Elan¶

class pympi.Elan.Eaf(file_path=None, author='pympi')¶

Read and write Elan’s Eaf files.

Note

All times are in milliseconds and can’t have decimals.

Variables:

annotation_document (dict) – Annotation document TAG entries.
licences (dict) – Licences included in the file.
header (dict) – XML header.
media_descriptors (list) – Linked files, where every file is of the form: {attrib}.
properties (list) – Properties, where every property is of the form: (value, {attrib}).
linked_file_descriptors (list) – Secondary linked files, where every linked file is of the form: {attrib}.
timeslots (dict) – Timeslot data of the form: {id -> time(ms)}.
tiers (dict) –
Tiers, where every tier is of the form: {tier_name -> (aligned_annotations, reference_annotations, attributes, ordinal)},

aligned_annotations of the form: [{id -> (begin_ts, end_ts, value, svg_ref)}],

reference annotations of the form: [{id -> (reference, value, previous, svg_ref)}].
linguistic_types (list) – Linguistic types, where every type is of the form: {id -> attrib}.
locales (list) – Locales, every locale is of the form: {attrib}.
constraints (dict) – Constraints, every constraint is of the form: {stereotype -> description}.
controlled_vocabularies (dict) –
Controlled vocabulary, where every controlled vocabulary is of the form: {id -> (descriptions, entries, ext_ref)},

descriptions of the form: [(lang_ref, text)],

entries of the form: {id -> (values, ext_ref)},

values of the form: [(lang_ref, description, text)].
external_refs (list) – External references, where every reference is of the form [id, type, value].
lexicon_refs (list) – Lexicon references, where every reference is of the form: [{attribs}].
annotations (dict) – Dictionary of annotations of the form: {id -> tier}``, this is only used internally.

__init__(file_path=None, author='pympi')¶

Construct either a new Eaf file or read on from a file/stream.

Parameters:	file_path (str) – Path to read from, - for stdin.
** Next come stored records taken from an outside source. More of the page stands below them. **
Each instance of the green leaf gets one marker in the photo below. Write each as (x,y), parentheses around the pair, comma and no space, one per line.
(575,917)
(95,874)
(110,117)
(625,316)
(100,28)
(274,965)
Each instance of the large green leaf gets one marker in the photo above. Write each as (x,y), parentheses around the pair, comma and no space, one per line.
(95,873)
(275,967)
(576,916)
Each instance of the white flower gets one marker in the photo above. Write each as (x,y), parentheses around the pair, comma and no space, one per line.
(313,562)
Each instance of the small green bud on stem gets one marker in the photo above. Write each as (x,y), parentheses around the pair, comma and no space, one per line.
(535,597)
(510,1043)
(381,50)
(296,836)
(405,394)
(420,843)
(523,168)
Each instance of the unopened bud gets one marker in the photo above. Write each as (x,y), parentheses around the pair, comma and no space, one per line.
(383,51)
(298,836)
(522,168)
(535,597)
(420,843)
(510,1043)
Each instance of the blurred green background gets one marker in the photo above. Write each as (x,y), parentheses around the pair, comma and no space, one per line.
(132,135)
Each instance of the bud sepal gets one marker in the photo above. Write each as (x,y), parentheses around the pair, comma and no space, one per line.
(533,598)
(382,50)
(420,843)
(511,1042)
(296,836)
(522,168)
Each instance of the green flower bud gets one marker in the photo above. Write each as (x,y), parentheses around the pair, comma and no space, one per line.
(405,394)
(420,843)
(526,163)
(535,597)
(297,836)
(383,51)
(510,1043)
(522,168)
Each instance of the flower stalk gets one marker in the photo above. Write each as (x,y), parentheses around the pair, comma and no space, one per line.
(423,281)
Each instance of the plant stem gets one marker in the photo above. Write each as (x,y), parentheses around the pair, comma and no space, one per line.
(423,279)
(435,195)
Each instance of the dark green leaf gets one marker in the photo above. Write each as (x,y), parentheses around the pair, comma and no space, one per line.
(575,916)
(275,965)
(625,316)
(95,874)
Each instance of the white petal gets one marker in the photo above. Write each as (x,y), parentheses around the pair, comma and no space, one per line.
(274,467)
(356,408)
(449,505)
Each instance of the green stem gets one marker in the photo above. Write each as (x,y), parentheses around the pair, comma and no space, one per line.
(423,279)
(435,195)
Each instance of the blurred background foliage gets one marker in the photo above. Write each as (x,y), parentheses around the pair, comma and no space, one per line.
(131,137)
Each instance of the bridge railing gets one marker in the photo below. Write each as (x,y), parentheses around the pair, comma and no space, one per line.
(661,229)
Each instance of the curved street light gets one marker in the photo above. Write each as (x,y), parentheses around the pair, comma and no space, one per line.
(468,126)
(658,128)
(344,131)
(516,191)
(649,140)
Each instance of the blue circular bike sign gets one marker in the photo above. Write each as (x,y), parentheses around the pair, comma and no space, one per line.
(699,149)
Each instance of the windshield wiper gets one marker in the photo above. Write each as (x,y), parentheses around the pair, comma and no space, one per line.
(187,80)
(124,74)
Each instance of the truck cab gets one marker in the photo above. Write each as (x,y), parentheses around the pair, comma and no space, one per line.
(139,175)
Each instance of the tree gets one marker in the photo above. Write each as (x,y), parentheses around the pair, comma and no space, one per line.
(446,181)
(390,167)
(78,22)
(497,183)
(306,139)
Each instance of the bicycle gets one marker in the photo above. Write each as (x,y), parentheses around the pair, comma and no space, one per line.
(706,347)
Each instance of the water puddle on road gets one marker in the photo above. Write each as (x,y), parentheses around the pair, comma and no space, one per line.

If `None` an empty Eaf file will be created. author (str) – Author of the file.

add_linguistic_type(lingtype, constraints=None, timealignable=True, graphicreferences=False, extref=None, param_dict=None)¶

Add a linguistic type.

Parameters:

lingtype (str) – Name of the linguistic type.
constraints (list) – Constraint names.
timealignable (bool) – Flag for time alignable.
graphicreferences (bool) – Flag for graphic references.
extref (str) – External reference.
param_dict (dict) – TAG attributes, when this is not None it will ignore all other options. Please only use dictionaries coming from the get_parameters_for_linguistic_type()

Raises KeyError:

If a constraint is not defined

add_linked_file(file_path, relpath=None, mimetype=None, time_origin=None, ex_from=None)¶

Add a linked file.

Raises KeyError:
Parameters:	file_path (str) – Path of the file. relpath (str) – Relative path of the file. mimetype (str) – Mimetype of the file, if `None` it tries to guess it according to the file extension which currently only works for wav, mpg, mpeg and xml. time_origin (int) – Time origin for the media file. ex_from (str) – Extracted from field.
	If mimetype had to be guessed and a non standard extension or an unknown mimetype.

add_secondary_linked_file(file_path, relpath=None, mimetype=None, time_origin=None, assoc_with=None)¶

Add a secondary linked file.

Raises KeyError:
Parameters:	file_path (str) – Path of the file. relpath (str) – Relative path of the file. mimetype (str) – Mimetype of the file, if `None` it tries to guess it according to the file extension which currently only works for wav, mpg, mpeg and xml. time_origin (int) – Time origin for the media file. assoc_with (str) – Associated with field.
	If mimetype had to be guessed and a non standard extension or an unknown mimetype.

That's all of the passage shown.